I had a cashier ask me for the last four digits of my card today at BJ's. It took me a second to remember what I had to do, but I got him the information and all was well. But it is a pain; in addition to the security benefits, Apple Pay was supposed to be more convenient than using a credit card. Even though I've used Apple Pay at this BJ's dozens of times, I still had to sign for my purchase (even though it was only $60), choose "credit" in addition to giving the last four digits of the card. That's decidedly LESS convenient, since I had to spend a minute navigating through the phone to find the last four digits of the card. And this is from an Apple Pay launch partner over a year after launch. I figured that by now signatures would have gone by the wayside completely.
I'm pretty sure that things are as good as they're going to get, and only become worse as time goes on. Stores really don't care about how people pay, as long as they pay. All the launch partners figured that maybe they'd get more business if they accepted Apple Pay, but it hasn't really happened since not enough consumers care. There's no real benefit in accepting NFC payments for a business, and they lose out on getting customer data.

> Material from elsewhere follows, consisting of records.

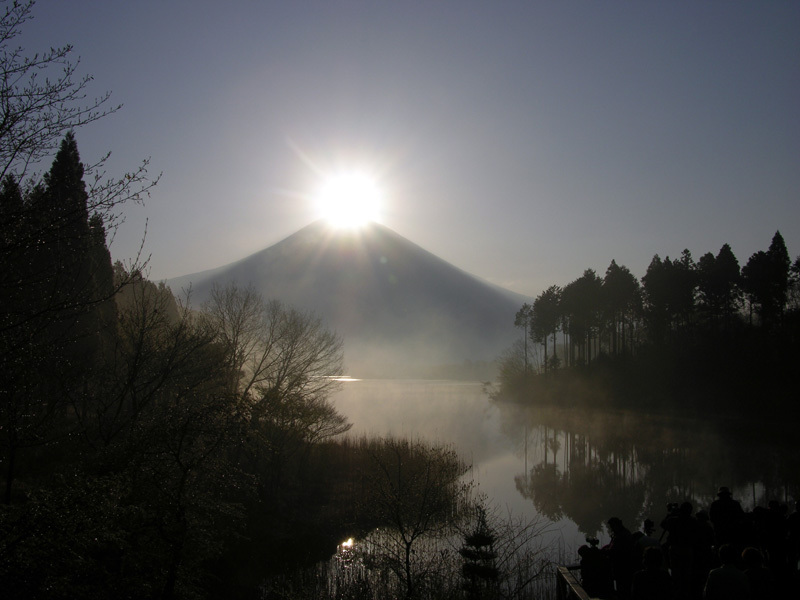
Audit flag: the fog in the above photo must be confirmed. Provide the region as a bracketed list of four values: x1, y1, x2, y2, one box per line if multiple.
[166, 220, 523, 378]
[332, 379, 800, 551]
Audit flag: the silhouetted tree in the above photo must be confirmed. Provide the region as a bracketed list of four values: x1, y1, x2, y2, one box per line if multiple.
[641, 251, 697, 343]
[768, 231, 791, 324]
[515, 303, 534, 373]
[459, 505, 500, 599]
[789, 256, 800, 313]
[602, 260, 640, 356]
[0, 2, 155, 317]
[202, 283, 349, 491]
[0, 133, 120, 504]
[0, 0, 156, 340]
[641, 255, 669, 345]
[0, 0, 157, 504]
[742, 251, 770, 327]
[697, 243, 741, 330]
[561, 270, 603, 365]
[357, 437, 470, 599]
[741, 233, 789, 331]
[41, 133, 116, 368]
[532, 287, 561, 373]
[101, 281, 239, 599]
[0, 1, 118, 179]
[673, 249, 698, 330]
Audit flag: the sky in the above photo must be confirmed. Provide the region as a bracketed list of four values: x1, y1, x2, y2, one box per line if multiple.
[20, 0, 800, 298]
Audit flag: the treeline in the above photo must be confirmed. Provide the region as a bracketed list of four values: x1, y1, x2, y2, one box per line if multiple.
[501, 233, 800, 416]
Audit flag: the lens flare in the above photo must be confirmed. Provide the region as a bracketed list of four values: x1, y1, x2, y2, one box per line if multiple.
[315, 171, 381, 229]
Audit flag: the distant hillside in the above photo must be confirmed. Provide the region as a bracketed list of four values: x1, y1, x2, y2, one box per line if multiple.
[167, 221, 526, 377]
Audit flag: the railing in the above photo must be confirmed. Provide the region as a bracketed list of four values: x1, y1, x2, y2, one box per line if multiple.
[555, 565, 597, 600]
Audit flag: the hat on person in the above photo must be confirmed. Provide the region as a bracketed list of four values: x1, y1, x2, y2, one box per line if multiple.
[717, 486, 732, 497]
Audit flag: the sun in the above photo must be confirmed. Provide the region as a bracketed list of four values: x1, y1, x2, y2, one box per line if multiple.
[315, 171, 382, 229]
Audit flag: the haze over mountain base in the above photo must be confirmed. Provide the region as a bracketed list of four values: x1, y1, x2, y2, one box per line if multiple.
[168, 221, 525, 378]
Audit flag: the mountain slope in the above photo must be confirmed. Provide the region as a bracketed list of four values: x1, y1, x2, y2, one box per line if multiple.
[167, 221, 526, 376]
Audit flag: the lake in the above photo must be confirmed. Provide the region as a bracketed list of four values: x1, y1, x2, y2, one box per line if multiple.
[331, 378, 800, 556]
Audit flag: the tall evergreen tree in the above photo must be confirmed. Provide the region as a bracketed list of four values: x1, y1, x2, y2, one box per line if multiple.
[532, 286, 561, 373]
[789, 256, 800, 313]
[697, 243, 741, 329]
[602, 260, 640, 356]
[561, 270, 603, 365]
[742, 250, 771, 327]
[642, 251, 697, 342]
[39, 132, 111, 372]
[641, 255, 669, 344]
[1, 133, 115, 503]
[742, 232, 791, 329]
[0, 173, 23, 221]
[0, 174, 26, 324]
[768, 230, 791, 322]
[514, 303, 534, 373]
[460, 506, 499, 599]
[672, 249, 698, 330]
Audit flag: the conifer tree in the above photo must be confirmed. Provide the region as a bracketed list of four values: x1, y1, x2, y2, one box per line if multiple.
[697, 243, 741, 329]
[602, 260, 639, 355]
[532, 287, 561, 373]
[1, 133, 116, 502]
[460, 505, 500, 599]
[767, 231, 791, 322]
[743, 232, 791, 329]
[36, 132, 111, 372]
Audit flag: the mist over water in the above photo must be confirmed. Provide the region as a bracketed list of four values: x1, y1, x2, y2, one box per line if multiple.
[332, 379, 800, 554]
[332, 379, 582, 552]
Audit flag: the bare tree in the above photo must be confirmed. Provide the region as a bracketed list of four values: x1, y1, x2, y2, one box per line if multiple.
[201, 282, 350, 485]
[1, 1, 113, 177]
[0, 0, 157, 224]
[357, 437, 471, 599]
[202, 282, 345, 407]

On the topic of training cashiers: it's got to be a pain in the ass. It's a higher-turnover job, so you constantly have new people coming in on the job. And you have all these different devices that behave differently - you can't expect businesses to have training sessions every time a smartphone maker changes something around.

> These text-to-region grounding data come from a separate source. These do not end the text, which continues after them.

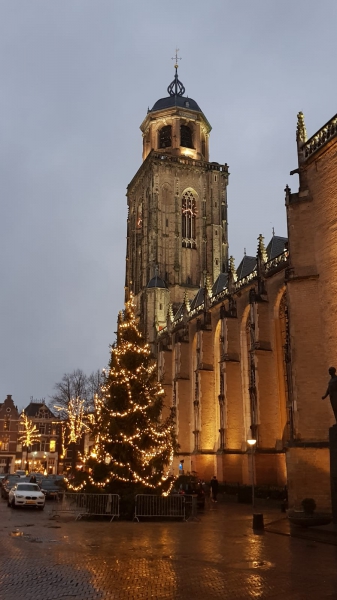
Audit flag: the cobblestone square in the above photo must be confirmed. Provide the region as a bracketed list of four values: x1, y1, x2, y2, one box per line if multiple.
[0, 499, 336, 600]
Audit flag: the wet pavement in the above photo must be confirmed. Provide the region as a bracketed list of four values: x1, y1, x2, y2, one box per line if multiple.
[0, 496, 337, 600]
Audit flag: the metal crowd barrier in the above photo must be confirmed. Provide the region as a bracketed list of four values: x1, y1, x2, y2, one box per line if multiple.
[51, 493, 120, 521]
[134, 494, 187, 521]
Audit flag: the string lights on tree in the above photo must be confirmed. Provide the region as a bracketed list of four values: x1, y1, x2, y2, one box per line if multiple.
[18, 411, 41, 472]
[69, 294, 177, 494]
[54, 397, 90, 474]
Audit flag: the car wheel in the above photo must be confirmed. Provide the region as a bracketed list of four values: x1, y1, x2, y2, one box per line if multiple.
[11, 499, 16, 509]
[38, 505, 45, 510]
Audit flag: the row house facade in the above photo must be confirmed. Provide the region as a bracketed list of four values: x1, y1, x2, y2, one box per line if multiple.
[0, 395, 21, 474]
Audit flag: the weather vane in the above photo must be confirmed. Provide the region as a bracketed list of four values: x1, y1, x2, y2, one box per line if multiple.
[167, 48, 185, 97]
[172, 48, 181, 69]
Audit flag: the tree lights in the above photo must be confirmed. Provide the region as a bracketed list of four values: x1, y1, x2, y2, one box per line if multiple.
[70, 295, 176, 494]
[18, 411, 41, 472]
[54, 397, 90, 474]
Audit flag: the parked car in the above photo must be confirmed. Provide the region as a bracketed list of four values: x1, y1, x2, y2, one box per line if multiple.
[1, 475, 22, 500]
[8, 483, 45, 509]
[15, 470, 26, 477]
[40, 478, 63, 500]
[28, 472, 43, 484]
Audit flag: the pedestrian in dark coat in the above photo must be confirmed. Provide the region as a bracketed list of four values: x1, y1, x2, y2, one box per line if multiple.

Bottom line: there is no incentive for stores to accept Apple Pay / NFC payments; as there has been no lasting "halo effect". You probably won't have anyone else jump on board (did anyone BIG add support in 2015? I know that several large companies said that they were planning it, but haven't yet). It will remain a niche thing in the USA. Hardcore nerds like myself will continue to use it where we can, but it will never reach the mainstream, IMHO.